Cleveland-Cliffs Inc (CLF)
Inventory turnover
Dec 31, 2024 | Sep 30, 2024 | Jun 30, 2024 | Mar 31, 2024 | Dec 31, 2023 | Sep 30, 2023 | Jun 30, 2023 | Mar 31, 2023 | Dec 31, 2022 | Sep 30, 2022 | Jun 30, 2022 | Mar 31, 2022 | Dec 31, 2021 | Sep 30, 2021 | Jun 30, 2021 | Mar 31, 2021 | Dec 31, 2020 | Sep 30, 2020 | Jun 30, 2020 | Mar 31, 2020 | ||
---|---|---|---|---|---|---|---|---|---|---|---|---|---|---|---|---|---|---|---|---|---|
Cost of revenue (ttm) | US$ in thousands | 19,869,000 | 20,395,000 | 20,889,000 | 21,317,000 | 21,439,000 | 21,428,000 | 21,589,000 | 21,563,000 | 21,097,000 | 20,043,000 | 18,962,000 | 17,455,000 | 16,464,000 | 14,229,700 | 11,522,700 | 8,904,100 | 5,506,500 | 3,723,000 | 2,528,700 | 1,718,500 |
Inventory | US$ in thousands | 5,094,000 | 4,236,000 | 4,199,000 | 4,449,000 | 4,460,000 | 4,592,000 | 4,727,000 | 4,923,000 | 5,130,000 | 5,542,000 | 5,784,000 | 5,562,000 | 5,188,000 | 4,505,000 | 4,280,000 | 3,932,000 | 3,828,000 | 1,795,100 | 1,933,600 | 2,148,800 |
Inventory turnover | 3.90 | 4.81 | 4.97 | 4.79 | 4.81 | 4.67 | 4.57 | 4.38 | 4.11 | 3.62 | 3.28 | 3.14 | 3.17 | 3.16 | 2.69 | 2.26 | 1.44 | 2.07 | 1.31 | 0.80 |
December 31, 2024 calculation
Inventory turnover = Cost of revenue (ttm) ÷ Inventory
= $19,869,000K ÷ $5,094,000K
= 3.90
Cleveland-Cliffs Inc's inventory turnover has shown a steady improvement over the past few years. The inventory turnover ratio measures how efficiently a company manages its inventory by indicating the number of times inventory is sold and replaced within a specific period.

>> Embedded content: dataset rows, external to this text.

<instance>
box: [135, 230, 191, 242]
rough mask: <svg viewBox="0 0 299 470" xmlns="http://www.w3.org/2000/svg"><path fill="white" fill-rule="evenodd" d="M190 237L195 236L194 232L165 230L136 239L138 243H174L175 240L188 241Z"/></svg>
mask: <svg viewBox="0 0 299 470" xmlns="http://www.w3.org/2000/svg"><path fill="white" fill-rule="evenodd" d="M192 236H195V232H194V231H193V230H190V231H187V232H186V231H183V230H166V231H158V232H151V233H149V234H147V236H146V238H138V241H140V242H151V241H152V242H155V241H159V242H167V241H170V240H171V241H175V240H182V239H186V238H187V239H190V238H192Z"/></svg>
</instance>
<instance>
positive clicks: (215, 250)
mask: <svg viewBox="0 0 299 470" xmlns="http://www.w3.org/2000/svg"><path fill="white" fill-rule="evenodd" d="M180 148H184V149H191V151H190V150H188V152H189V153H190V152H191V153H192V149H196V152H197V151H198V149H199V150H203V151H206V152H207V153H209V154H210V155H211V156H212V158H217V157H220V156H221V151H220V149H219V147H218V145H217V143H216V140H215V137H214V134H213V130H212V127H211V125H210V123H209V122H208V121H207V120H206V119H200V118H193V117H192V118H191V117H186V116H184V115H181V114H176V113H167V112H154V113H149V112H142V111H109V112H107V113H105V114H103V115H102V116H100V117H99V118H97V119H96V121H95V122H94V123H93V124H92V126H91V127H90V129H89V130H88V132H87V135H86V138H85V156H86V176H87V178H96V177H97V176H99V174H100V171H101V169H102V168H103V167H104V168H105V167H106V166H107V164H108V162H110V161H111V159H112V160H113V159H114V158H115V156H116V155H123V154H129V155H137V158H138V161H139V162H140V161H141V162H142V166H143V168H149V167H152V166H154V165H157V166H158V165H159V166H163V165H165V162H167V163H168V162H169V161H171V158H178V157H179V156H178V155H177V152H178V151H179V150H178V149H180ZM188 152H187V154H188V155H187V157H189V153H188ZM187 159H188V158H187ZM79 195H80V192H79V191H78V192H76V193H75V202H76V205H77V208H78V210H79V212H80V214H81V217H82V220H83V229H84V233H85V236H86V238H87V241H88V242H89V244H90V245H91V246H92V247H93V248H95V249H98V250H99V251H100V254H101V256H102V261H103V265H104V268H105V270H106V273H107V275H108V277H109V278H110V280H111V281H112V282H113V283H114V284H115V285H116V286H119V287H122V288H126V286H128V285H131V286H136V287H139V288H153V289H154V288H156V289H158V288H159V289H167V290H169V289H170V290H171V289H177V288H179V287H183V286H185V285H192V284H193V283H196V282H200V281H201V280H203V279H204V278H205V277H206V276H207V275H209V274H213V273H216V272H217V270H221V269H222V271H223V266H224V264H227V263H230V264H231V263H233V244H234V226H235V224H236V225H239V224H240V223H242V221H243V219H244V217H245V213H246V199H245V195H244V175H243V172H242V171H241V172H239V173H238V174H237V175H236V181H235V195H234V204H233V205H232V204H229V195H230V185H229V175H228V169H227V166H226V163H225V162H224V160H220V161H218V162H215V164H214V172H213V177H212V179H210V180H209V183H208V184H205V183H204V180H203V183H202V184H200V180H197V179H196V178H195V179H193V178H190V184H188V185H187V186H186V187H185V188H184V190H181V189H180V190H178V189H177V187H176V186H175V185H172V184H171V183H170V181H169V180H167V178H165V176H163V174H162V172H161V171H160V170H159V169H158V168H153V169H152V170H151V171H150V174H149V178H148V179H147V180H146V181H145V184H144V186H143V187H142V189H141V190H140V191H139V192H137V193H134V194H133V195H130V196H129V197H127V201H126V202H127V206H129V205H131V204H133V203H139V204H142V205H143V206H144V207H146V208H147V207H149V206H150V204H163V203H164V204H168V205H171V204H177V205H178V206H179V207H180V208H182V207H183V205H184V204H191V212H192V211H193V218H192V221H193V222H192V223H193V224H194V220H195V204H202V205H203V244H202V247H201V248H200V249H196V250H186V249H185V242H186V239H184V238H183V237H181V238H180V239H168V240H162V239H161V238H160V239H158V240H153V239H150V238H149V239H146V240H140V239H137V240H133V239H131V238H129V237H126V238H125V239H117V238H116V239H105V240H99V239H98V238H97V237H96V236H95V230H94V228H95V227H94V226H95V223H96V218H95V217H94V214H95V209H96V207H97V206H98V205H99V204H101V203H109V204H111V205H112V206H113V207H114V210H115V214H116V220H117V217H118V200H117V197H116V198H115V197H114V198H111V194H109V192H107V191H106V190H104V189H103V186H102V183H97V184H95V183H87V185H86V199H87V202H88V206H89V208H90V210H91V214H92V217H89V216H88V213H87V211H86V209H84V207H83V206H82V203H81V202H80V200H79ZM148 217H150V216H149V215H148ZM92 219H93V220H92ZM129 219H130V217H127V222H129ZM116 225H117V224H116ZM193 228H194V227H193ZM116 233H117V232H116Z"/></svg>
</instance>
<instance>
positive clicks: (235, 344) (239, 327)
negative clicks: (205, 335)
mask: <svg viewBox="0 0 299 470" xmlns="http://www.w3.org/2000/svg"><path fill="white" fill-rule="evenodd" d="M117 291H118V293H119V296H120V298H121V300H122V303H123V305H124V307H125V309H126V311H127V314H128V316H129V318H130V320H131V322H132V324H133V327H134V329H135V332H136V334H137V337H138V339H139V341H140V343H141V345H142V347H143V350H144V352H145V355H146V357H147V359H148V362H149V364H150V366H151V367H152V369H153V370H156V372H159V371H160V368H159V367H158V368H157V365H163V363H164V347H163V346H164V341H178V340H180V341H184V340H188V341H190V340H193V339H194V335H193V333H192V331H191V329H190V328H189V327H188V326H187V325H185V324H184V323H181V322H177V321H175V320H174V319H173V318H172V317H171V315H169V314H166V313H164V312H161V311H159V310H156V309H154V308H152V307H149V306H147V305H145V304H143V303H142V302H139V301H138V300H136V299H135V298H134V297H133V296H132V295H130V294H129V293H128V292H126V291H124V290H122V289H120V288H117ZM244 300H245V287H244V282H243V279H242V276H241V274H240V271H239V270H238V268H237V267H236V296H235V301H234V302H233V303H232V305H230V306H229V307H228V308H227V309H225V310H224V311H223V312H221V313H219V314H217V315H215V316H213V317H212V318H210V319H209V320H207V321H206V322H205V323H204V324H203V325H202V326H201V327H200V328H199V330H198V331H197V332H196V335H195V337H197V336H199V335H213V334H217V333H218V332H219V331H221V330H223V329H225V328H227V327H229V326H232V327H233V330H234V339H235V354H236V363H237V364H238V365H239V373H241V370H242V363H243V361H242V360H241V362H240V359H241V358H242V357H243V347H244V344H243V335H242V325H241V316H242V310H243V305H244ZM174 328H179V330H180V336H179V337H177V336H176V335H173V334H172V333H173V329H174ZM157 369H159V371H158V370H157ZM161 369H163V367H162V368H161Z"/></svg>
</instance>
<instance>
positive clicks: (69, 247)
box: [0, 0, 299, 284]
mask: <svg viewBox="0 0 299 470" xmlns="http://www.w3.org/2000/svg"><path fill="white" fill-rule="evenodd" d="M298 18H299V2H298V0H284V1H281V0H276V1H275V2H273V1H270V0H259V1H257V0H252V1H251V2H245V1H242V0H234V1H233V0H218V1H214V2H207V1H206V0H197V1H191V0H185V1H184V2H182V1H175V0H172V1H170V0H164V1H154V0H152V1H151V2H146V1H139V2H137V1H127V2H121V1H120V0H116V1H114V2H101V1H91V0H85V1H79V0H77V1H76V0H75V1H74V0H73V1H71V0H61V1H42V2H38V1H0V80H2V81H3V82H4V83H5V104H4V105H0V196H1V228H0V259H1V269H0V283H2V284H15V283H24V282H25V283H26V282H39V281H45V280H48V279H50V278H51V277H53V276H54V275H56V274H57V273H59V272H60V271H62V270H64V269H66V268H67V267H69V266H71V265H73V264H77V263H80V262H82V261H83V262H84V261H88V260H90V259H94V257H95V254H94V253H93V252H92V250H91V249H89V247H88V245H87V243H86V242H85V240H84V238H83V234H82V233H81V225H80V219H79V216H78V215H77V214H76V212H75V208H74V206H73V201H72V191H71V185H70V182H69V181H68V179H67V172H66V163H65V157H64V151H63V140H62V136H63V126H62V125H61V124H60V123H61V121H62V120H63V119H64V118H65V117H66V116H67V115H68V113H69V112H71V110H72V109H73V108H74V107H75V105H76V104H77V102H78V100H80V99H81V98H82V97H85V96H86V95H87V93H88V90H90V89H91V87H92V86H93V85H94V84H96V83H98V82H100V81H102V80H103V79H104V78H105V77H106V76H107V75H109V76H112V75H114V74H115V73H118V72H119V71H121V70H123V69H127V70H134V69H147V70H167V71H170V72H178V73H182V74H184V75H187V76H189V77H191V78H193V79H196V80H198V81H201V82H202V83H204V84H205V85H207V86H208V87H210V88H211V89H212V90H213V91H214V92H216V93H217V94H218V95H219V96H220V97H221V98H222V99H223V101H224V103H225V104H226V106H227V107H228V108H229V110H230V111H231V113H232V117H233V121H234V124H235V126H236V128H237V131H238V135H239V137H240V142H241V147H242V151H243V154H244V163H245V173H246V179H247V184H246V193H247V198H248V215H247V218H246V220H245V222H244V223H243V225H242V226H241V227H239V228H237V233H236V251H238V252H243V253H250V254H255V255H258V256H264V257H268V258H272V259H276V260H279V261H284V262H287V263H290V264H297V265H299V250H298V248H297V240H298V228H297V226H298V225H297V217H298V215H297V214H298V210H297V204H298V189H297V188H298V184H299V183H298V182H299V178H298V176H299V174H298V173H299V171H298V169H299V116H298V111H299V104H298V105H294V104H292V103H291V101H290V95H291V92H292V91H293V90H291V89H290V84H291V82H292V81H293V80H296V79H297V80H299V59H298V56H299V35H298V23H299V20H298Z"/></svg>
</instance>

From March 31, 2020, to December 31, 2024, the inventory turnover ratio increased from 0.80 to 3.90. This improvement signifies that Cleveland-Cliffs Inc has been able to sell its inventory more frequently and turn over its stock at a faster rate.
The trend indicates that the company has been managing its inventory levels effectively, either by better forecasting customer demand, streamlining production processes, or reducing excess inventory. A higher turnover ratio suggests that the company is efficiently managing its working capital and improving its liquidity.
The consistent increase in inventory turnover ratio over the years is a positive sign for Cleveland-Cliffs Inc, as it reflects operational efficiency and effective inventory management practices within the company. This trend bodes well for the company's overall financial health and indicates improved profitability and cash flow.